İlk meclisin temsilcileri büyük millet varlığına her zaman güvendiler, her daim inandılar. 3 kıtada şehitlerimizi bırakarak, adaletimizi her tarafa bırakarak geri çekildik. Bu toprakları vatan yaptık, namus bildik. Bin yıldır üzerinde yaşadığımız bu coğrafta Türk vatanıdır. Bu milletin adı Türkiye'dir.
İlk meclisin muhterem temsilcileri farklı bölgelerden gelip bunları sorun yapmamışlardı. İlk mecliste bağımlı ve tutsak yaşamaya tahammül hiçbir zaman yoktu. İlk meclisin her milletvekili milli değerler etrafında bütünleşmişti. Onlar milli bağları zayıflatmayı düşünmediler. Onlar kardeşlik rotasından çıkmayı gündemlerine asla almadılar. Milli mücadele zaferle sonuçlanmışsa arkasındaki sır budur.

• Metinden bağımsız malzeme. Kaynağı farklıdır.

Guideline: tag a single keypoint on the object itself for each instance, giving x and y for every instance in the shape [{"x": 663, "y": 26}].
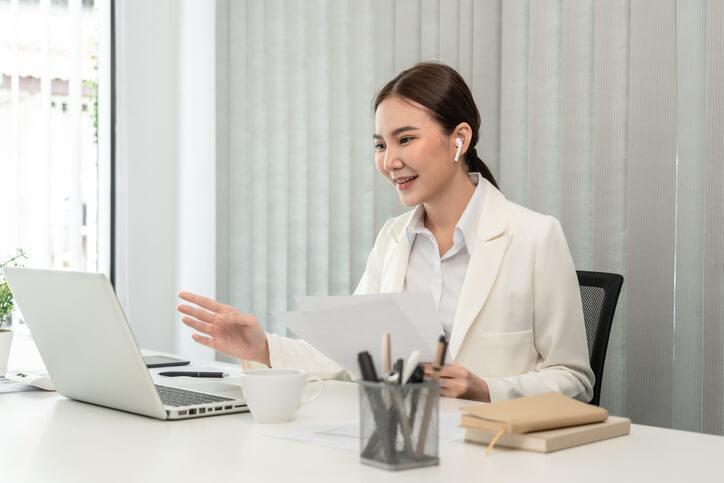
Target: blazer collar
[{"x": 483, "y": 267}]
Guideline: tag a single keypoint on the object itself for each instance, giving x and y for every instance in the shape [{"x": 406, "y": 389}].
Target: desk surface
[{"x": 45, "y": 437}]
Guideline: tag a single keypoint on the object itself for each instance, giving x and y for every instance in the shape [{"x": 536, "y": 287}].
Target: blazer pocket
[{"x": 507, "y": 353}]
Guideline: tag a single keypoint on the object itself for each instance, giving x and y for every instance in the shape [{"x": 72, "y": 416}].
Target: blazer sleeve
[
  {"x": 287, "y": 353},
  {"x": 558, "y": 328}
]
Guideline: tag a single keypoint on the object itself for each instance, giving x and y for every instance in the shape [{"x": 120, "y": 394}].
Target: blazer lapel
[
  {"x": 394, "y": 267},
  {"x": 483, "y": 267}
]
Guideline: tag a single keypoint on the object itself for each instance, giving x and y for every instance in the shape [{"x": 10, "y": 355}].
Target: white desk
[{"x": 47, "y": 438}]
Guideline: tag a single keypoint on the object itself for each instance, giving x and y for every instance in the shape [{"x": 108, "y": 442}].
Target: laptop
[{"x": 90, "y": 352}]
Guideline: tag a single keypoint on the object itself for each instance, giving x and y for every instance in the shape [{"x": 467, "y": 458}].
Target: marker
[{"x": 193, "y": 374}]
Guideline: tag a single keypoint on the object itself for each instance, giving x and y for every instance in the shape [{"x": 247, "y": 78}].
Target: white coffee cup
[{"x": 273, "y": 395}]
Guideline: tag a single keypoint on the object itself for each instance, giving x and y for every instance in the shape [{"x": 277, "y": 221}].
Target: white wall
[{"x": 165, "y": 178}]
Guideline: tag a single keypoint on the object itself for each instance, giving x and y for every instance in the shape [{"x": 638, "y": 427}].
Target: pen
[
  {"x": 369, "y": 374},
  {"x": 436, "y": 367},
  {"x": 410, "y": 366},
  {"x": 386, "y": 359},
  {"x": 399, "y": 364},
  {"x": 193, "y": 374}
]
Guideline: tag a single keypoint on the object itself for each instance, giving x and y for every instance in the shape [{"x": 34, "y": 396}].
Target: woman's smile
[{"x": 404, "y": 182}]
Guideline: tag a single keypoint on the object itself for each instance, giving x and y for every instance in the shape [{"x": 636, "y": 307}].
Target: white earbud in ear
[{"x": 459, "y": 144}]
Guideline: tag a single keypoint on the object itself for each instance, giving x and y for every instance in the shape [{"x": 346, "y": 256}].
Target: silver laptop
[{"x": 89, "y": 349}]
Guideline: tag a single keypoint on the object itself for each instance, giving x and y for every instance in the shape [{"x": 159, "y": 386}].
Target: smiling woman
[{"x": 501, "y": 276}]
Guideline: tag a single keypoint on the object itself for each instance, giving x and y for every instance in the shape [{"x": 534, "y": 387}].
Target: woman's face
[{"x": 412, "y": 151}]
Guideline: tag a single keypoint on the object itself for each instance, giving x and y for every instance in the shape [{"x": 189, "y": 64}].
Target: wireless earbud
[{"x": 459, "y": 144}]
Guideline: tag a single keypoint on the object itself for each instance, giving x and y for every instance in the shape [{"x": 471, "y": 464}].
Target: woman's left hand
[{"x": 457, "y": 381}]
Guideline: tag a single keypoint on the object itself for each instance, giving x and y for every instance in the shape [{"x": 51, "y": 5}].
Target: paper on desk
[
  {"x": 345, "y": 434},
  {"x": 341, "y": 327}
]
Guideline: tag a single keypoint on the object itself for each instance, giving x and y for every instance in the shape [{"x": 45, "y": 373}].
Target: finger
[
  {"x": 208, "y": 342},
  {"x": 452, "y": 370},
  {"x": 201, "y": 301},
  {"x": 198, "y": 325},
  {"x": 198, "y": 313}
]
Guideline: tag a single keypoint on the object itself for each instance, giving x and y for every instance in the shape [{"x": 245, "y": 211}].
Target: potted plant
[{"x": 6, "y": 309}]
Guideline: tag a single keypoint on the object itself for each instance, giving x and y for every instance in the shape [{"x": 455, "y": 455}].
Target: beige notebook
[
  {"x": 532, "y": 413},
  {"x": 553, "y": 439}
]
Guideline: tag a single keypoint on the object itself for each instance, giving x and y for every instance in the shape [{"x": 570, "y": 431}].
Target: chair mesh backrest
[
  {"x": 592, "y": 298},
  {"x": 599, "y": 296}
]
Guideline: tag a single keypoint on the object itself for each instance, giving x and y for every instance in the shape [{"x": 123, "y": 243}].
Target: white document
[
  {"x": 345, "y": 434},
  {"x": 342, "y": 326}
]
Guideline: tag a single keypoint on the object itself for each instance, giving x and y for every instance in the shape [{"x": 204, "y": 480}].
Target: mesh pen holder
[{"x": 399, "y": 424}]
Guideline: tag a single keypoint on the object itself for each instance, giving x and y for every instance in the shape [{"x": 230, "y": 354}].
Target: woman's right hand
[{"x": 229, "y": 330}]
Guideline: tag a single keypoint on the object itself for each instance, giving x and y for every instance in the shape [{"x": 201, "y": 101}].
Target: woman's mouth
[{"x": 404, "y": 182}]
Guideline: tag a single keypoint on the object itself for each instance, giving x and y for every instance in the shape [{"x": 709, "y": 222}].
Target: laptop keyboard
[{"x": 173, "y": 396}]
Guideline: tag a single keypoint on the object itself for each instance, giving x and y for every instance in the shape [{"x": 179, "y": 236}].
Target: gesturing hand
[
  {"x": 229, "y": 331},
  {"x": 457, "y": 381}
]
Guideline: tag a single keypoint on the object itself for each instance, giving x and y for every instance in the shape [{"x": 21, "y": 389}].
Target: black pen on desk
[
  {"x": 369, "y": 374},
  {"x": 193, "y": 374},
  {"x": 437, "y": 365},
  {"x": 398, "y": 369}
]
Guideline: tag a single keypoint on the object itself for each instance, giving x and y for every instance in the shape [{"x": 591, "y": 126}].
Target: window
[{"x": 53, "y": 190}]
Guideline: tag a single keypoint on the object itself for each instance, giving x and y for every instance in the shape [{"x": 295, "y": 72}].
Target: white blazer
[{"x": 519, "y": 322}]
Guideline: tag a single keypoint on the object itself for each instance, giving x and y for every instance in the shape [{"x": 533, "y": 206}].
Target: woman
[{"x": 501, "y": 275}]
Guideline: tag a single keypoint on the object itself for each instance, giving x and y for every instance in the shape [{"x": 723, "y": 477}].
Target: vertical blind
[
  {"x": 48, "y": 155},
  {"x": 606, "y": 114}
]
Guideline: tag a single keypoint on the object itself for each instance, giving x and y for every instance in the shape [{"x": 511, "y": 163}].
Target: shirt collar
[{"x": 466, "y": 226}]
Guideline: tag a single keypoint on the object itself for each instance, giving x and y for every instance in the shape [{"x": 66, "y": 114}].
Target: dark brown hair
[{"x": 443, "y": 92}]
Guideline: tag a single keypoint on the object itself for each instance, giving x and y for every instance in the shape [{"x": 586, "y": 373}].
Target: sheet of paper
[
  {"x": 345, "y": 434},
  {"x": 342, "y": 330},
  {"x": 418, "y": 308}
]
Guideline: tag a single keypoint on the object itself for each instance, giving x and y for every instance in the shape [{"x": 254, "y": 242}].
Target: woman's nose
[{"x": 392, "y": 160}]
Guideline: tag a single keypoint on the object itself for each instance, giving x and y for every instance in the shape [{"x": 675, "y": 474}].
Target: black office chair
[{"x": 599, "y": 294}]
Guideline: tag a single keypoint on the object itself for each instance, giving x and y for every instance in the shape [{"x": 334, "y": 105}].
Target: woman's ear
[{"x": 462, "y": 131}]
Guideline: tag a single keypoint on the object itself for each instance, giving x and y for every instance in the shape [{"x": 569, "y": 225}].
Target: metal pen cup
[{"x": 399, "y": 424}]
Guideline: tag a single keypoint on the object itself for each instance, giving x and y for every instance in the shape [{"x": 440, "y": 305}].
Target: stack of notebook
[{"x": 543, "y": 423}]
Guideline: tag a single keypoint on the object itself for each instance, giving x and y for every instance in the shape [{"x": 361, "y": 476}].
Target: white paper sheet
[
  {"x": 341, "y": 327},
  {"x": 345, "y": 434}
]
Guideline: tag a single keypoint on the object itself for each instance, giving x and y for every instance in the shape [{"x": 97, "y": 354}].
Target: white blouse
[{"x": 443, "y": 276}]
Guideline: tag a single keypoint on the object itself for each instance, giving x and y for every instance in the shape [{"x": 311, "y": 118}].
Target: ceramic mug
[{"x": 273, "y": 395}]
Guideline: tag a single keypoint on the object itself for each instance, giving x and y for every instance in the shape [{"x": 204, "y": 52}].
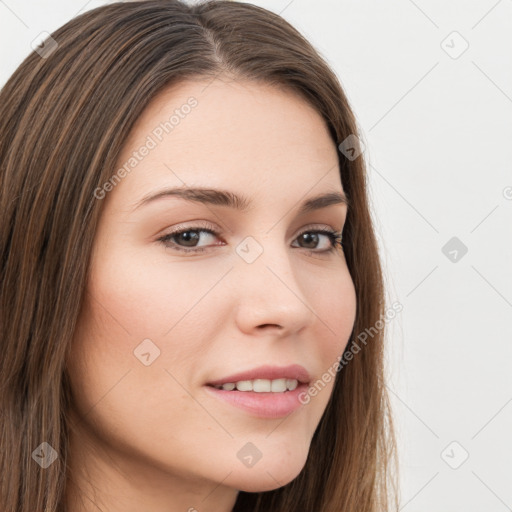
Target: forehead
[{"x": 248, "y": 135}]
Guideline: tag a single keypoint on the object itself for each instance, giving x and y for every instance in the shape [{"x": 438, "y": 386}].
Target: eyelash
[{"x": 334, "y": 236}]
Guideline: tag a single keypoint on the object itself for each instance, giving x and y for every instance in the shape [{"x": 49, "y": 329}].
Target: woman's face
[{"x": 161, "y": 321}]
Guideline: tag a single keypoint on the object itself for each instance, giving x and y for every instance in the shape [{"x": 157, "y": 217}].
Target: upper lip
[{"x": 294, "y": 371}]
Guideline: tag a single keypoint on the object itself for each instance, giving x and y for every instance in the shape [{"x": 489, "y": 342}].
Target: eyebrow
[{"x": 227, "y": 198}]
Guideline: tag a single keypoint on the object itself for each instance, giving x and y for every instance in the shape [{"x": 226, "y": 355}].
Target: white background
[{"x": 438, "y": 133}]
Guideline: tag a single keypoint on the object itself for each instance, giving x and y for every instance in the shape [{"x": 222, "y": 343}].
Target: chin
[{"x": 265, "y": 479}]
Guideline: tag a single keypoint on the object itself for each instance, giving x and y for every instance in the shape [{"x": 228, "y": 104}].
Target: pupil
[
  {"x": 310, "y": 237},
  {"x": 187, "y": 237}
]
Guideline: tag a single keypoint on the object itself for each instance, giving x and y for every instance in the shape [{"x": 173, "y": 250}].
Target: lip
[
  {"x": 262, "y": 405},
  {"x": 294, "y": 371}
]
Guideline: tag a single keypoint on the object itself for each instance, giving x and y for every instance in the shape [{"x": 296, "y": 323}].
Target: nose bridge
[{"x": 267, "y": 286}]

Sayın Başkan, değerli milletvekilleri ilk meclisin açılmasıyla tarihin en ağır darbesi önlenmiştir. İlk meclis egemenliğin yegane sahibi Türk milletinden gücünü almıştır. Büyük millet meclisi milli mücadelenin ana karargahıydı. O tarihlerde milli direnci kırma, umutsuzluğu kabullendirmek için tıpkı bugünkü gibi çok şey yazılmış, söylenmişti. Hükümetten Sevr şartlarınnın kabul edilmesi isteniyordu, Ankara'daki adamlar ufak bir aşireti bile yönetemez deniliyordu, milli mücadelenin sürdürülemeyeceğini söyleniyordu. Sonunda milli mücadeleye itiraz eden mandacılar, Türk'ün gücünü manşet etmek zorunda kaldılar. 'Türkiye artık yoktur' diyen sömürgeciler durdurulmuştur.